Prove that $a^3+b^3+c^3=1+3abc$, where $a$, $b$ and $c$ are power series. Let $a=1+\frac{x^3}{3!}+\frac{x^5}{5!}+\frac{x^7}{7!}+\ldots$, $b=x+\frac{x^4}{4!}+\frac{x^7}{7!}+\ldots$ and $c=\frac{x^2}{2!}+\frac{x^5}{5!}+\frac{x^8}{8!}+\ldots$ I want to show that $a^3+b^3+c^3=1+3abc$.
I tried to identify which functions $a$, $b$ and $c$ represent. For instance, $a=\sinh x-x+1$, but I don't know who $b$ and $c$ are. I also thought about using the equality $a^3+b^3+c^3-3abc=(a^2+b^2+c^2-ab-ac-bc)(a+b+c)$, but obtained nothing.

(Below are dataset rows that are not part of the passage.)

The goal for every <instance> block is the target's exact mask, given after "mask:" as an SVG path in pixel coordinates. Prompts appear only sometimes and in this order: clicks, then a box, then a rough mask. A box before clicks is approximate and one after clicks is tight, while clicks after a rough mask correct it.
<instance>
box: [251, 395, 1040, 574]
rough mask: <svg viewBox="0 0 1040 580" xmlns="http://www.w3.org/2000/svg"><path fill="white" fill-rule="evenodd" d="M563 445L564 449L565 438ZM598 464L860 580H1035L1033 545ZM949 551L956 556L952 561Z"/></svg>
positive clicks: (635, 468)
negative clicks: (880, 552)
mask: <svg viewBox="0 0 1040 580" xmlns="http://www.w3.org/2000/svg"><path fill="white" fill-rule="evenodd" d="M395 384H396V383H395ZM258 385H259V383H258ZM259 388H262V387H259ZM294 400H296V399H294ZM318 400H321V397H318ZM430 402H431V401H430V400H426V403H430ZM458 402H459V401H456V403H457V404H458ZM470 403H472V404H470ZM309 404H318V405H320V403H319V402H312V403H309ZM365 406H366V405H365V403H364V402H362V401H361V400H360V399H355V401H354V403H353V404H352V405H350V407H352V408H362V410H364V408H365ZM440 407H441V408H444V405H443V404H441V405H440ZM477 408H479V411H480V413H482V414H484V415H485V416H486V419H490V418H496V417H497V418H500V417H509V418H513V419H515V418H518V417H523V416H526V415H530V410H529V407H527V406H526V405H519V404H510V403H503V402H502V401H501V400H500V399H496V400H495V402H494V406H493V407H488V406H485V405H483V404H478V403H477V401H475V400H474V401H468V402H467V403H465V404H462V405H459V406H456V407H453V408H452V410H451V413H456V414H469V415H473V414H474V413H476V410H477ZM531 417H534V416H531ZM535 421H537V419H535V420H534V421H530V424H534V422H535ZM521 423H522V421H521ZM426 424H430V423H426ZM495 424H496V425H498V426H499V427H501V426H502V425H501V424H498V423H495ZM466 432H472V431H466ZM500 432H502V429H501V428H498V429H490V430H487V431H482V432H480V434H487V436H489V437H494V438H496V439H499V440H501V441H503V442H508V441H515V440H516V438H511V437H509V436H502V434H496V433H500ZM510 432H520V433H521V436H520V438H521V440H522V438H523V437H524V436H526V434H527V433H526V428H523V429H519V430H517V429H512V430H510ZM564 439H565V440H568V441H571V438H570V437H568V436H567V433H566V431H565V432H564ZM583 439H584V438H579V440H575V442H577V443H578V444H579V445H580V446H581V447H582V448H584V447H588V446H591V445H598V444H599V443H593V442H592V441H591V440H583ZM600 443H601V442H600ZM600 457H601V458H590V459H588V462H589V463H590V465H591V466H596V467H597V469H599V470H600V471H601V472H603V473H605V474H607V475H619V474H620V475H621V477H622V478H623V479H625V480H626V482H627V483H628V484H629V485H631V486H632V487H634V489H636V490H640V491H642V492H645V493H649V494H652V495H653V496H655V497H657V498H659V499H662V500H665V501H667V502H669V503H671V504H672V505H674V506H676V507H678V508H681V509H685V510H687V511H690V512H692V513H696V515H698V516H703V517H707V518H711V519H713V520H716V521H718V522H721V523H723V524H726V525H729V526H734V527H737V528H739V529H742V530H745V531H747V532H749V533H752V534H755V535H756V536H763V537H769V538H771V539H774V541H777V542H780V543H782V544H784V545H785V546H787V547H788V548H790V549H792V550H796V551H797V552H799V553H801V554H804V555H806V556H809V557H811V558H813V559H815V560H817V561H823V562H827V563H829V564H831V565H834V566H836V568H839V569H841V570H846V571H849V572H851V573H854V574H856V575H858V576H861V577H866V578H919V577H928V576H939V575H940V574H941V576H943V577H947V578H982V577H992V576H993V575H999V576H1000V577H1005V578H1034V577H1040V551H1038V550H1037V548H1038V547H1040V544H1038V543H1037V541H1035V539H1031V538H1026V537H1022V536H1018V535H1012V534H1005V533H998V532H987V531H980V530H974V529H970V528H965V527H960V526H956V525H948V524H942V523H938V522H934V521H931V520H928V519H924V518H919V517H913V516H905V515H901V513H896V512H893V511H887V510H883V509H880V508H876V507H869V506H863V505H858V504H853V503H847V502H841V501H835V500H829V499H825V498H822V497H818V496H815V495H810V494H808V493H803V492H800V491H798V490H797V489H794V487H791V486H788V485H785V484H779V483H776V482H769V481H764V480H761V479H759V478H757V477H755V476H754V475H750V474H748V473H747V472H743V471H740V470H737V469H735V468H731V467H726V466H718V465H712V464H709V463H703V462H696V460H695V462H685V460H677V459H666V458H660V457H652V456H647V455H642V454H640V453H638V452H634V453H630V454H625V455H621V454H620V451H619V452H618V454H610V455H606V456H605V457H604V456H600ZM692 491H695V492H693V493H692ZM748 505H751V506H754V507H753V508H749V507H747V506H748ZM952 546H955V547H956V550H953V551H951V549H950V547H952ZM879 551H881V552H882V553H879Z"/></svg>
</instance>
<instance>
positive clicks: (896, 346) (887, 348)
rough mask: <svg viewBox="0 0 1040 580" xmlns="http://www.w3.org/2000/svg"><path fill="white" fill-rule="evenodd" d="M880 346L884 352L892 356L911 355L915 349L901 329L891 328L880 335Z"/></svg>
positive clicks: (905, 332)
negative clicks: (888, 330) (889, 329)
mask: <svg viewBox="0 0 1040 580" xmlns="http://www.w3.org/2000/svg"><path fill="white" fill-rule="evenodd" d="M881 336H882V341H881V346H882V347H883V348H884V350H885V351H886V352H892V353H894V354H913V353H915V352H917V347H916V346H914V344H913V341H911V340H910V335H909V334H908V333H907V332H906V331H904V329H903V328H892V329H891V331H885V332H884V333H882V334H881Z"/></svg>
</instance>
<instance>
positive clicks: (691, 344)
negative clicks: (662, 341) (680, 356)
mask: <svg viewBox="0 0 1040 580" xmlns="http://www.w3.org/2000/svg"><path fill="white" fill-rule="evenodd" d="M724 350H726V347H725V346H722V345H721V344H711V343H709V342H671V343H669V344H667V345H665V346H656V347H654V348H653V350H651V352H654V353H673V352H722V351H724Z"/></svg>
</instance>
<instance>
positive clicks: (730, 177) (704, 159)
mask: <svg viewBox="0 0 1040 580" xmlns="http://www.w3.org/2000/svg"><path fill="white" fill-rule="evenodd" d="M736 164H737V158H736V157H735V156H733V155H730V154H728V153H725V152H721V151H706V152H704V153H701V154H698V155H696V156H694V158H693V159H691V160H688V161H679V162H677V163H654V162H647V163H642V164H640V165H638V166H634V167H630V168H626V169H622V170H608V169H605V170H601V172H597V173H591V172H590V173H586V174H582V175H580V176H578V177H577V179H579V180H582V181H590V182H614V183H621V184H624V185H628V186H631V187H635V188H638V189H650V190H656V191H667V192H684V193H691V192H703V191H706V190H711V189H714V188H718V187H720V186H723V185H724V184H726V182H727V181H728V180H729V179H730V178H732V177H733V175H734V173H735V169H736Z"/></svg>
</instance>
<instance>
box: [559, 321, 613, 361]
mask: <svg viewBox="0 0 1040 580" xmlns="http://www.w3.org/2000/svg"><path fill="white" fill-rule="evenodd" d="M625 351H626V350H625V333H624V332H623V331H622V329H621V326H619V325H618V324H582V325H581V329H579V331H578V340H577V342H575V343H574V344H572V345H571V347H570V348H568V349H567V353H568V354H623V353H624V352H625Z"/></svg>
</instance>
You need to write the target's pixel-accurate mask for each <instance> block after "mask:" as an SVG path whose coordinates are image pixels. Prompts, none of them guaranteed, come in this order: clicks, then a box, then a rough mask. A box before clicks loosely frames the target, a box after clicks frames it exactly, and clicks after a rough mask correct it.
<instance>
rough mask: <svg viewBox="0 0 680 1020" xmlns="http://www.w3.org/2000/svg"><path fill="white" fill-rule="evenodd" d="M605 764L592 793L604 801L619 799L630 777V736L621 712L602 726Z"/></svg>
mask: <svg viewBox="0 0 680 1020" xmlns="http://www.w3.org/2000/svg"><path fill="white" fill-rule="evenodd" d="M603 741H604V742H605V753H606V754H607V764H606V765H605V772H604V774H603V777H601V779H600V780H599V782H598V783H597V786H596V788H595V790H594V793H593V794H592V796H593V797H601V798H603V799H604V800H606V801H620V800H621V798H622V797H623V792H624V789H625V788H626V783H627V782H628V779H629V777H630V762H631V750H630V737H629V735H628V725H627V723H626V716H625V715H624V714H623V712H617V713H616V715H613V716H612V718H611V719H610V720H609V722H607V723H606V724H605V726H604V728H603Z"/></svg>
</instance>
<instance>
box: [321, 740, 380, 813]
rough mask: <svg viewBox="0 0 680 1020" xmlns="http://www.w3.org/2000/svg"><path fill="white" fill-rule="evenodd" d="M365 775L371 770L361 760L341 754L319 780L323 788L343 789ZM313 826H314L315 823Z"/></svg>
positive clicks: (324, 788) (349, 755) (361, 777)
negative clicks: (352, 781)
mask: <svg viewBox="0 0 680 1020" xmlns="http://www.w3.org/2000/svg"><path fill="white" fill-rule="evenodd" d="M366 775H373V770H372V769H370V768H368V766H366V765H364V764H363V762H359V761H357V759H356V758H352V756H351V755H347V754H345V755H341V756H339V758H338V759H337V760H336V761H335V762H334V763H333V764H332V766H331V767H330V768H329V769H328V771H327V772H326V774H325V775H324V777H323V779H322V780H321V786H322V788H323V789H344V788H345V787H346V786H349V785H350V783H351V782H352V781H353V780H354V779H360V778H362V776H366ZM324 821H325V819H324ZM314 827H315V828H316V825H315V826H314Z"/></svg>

I would like you to give me a hint to solve this question.
 A: Note that $a = \sinh x - x + 1$ and $$b' = 1 + \frac{x^{3}}{3!} + \frac{x^{6}}{6!} + \cdots$$ Now we can see that $$e^{w x} = 1 + w x + \frac{w^{2}x^{2}}{2!} + \frac{x^{3}}{3!} + \cdots = b' + wb + w^{2}c$$ and $$e^{w^{2}x} = b' + w^{2}b + wc$$ and $$e^{x} = b' + b + c$$ so that $$b = \frac{w^{2}e^{wx} + we^{w^{2}x} + e^{x}}{3}$$ and $$c = \frac{we^{wx} + w^{2}e^{w^{2}x} + e^{x}}{3}$$
Note that $w$ above denotes a cube root of unity with $w \neq 1$. It is easily seen that if $d = b'$ then we have $$b^{3} + c^{3} + d^{3} - 3bcd= (d + c + b)(d + cw + bw^{2})(d + cw^{2} + bw) = e^{x + wx + w^{2}x} = 1$$ Thus $b^{3} + c^{3} + d^{3} = 1 + 3bcd$. I think the expression for $a$ should be equal to $d = 1 + x^{3}/3! + x^{6}/6! + \cdots$ instead of $1 + x^{3}/3! + x^{5}/5! + \cdots$.
A: HINT:
By using kth term formula
\begin{align*}a=\frac 1 3 (e^x+e^{\omega \,x}+e^{\omega^2 \,x})\end{align*}
\begin{align*}b=\frac 1 3 (e^x+\omega e^{\omega \,x}+\omega^2e^{\omega^2 \,x})\end{align*}
\begin{align*}c=\frac 1 3 (e^x+\omega^2e^{\omega \,x}+\omega e^{\omega^2 \,x})\end{align*}
Where $\omega^3 -1=0$
You can note that:
$a+b+c=e^x$
and $a'=b$ , $a''=c$ ,$a'''=a$